Fetal Alcohol Spectrum Disorder : Clinical Description and Search for Epigenetic Biomarker (EPI-TSAF)

Not Applicable

Completed

• Conditions: Fetal Alcohol Spectrum Disorders
• Interventions: Diagnostic Test: Extraction of microRNAs extracted from plasma (4 ml recovered as part of treatment); Diagnostic Test: Extraction of microRNAs extracted from bucal swabs (act added for research).

• Registration Number: NCT06471335
• Lead Sponsor: Centre Hospitalier Universitaire de la Réunion

Brief Summary

The goal of this clinical trial is to carry out a clinical description of a Reunionese series of patients (aged 0 to 18 inclusive) with Fetal Alcohol Spectrum Disorders followed up in the Genetics Department of the University Hospital in Reunion Island The aim is also to identify a specific "epigenetic signature" for Fetal Alcohol Spectrum Disorder, in order to provide early diagnostic markers, determine the origin of the microRNAs identified and study the phenotypic-epigenetic relationship (microRNAs).
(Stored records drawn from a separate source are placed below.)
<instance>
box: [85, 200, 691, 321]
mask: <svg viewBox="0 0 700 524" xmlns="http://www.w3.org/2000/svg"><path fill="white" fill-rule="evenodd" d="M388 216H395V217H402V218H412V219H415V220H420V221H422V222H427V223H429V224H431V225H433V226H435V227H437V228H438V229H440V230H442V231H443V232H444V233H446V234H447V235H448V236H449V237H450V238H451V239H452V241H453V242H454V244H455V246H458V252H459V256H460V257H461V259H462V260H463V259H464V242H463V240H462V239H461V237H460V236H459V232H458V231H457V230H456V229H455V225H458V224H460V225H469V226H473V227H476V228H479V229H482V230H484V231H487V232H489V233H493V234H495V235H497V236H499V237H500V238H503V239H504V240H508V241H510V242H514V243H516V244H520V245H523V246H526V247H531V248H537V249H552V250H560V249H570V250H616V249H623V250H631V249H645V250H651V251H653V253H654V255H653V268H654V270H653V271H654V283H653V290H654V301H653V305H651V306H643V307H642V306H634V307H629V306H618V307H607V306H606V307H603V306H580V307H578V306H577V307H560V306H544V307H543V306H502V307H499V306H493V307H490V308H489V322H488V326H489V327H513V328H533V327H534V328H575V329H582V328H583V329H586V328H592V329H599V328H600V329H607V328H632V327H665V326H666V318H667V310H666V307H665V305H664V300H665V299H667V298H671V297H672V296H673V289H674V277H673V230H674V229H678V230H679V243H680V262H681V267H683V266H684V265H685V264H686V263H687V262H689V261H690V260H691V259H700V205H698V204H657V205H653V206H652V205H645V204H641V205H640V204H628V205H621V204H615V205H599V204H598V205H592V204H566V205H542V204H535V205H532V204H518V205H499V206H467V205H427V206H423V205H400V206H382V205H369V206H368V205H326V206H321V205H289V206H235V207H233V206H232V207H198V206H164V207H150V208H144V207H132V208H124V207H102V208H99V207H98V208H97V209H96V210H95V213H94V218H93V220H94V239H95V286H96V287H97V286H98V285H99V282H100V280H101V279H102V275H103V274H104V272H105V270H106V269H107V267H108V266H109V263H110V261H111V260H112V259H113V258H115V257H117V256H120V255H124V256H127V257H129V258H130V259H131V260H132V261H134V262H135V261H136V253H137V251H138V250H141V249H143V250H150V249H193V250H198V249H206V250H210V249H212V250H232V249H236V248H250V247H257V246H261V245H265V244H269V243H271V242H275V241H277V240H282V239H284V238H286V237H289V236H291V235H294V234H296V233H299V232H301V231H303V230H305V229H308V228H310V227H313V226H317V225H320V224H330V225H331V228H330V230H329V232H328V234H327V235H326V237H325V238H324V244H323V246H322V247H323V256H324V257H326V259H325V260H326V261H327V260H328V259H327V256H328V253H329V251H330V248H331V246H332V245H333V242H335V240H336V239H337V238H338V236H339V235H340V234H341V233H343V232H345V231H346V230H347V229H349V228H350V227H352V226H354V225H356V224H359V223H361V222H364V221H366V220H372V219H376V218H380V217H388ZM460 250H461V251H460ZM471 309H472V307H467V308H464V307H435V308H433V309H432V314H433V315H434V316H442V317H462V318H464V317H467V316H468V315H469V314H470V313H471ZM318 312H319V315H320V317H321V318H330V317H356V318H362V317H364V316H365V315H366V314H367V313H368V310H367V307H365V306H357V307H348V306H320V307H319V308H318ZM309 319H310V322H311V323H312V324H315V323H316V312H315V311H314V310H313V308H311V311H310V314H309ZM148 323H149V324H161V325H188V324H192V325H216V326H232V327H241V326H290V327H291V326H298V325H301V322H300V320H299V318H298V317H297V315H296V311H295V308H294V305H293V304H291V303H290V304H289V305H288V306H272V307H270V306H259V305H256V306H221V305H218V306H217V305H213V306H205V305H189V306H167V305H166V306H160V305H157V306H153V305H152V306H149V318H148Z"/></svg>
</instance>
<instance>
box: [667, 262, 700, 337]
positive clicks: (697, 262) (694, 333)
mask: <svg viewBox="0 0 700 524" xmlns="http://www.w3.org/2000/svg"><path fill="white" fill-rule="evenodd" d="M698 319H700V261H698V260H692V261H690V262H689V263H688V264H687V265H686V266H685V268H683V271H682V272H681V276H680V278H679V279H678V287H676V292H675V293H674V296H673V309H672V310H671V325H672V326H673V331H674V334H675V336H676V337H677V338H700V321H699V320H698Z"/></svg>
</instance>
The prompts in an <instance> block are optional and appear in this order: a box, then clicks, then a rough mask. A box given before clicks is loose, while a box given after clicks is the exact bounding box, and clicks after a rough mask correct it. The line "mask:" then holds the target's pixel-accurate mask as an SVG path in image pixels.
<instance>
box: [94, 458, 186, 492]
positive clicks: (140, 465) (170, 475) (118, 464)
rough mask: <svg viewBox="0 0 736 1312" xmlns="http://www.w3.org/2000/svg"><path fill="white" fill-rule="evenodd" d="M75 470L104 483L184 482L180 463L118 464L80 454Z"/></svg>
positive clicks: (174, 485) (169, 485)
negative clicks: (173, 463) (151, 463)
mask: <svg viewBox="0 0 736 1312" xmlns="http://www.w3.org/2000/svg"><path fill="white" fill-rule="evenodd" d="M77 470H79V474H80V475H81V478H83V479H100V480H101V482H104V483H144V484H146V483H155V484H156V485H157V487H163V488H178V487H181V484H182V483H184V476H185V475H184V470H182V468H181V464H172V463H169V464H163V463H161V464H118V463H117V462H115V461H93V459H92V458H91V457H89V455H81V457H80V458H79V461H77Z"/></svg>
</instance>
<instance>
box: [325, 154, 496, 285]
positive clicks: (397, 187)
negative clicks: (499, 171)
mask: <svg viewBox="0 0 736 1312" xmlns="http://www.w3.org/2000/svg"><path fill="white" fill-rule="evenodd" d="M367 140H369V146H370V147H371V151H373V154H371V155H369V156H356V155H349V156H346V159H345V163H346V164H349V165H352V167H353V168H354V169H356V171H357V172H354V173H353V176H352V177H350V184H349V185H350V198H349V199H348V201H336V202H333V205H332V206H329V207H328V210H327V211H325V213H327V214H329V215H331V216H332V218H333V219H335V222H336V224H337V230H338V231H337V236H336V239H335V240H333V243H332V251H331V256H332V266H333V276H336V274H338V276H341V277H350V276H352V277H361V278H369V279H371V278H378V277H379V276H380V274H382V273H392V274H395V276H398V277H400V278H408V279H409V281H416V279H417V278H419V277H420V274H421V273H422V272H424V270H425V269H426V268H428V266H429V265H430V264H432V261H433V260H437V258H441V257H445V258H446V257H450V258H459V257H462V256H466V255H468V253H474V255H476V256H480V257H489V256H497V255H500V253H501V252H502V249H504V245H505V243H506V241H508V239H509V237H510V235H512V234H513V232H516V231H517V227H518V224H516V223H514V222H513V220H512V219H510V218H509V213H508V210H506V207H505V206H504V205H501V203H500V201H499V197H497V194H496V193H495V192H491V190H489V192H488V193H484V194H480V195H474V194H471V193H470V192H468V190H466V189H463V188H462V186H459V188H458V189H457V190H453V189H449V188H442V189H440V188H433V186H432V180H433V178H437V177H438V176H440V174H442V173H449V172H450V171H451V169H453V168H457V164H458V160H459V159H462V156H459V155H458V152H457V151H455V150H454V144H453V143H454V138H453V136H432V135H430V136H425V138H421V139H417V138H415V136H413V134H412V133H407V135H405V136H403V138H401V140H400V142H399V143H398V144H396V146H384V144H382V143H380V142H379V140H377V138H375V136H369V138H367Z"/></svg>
This research is descriptive and monocentric.

* retrospective on the clinical description of 182 Fetal Alcohol Spectrum Disorderpatients

* prospective on the microRNAs part, with 18 patients in the Fetal Alcohol Spectrum Disorder group and 18 in the control group (participants without Fetal Alcohol Spectrum Disorder).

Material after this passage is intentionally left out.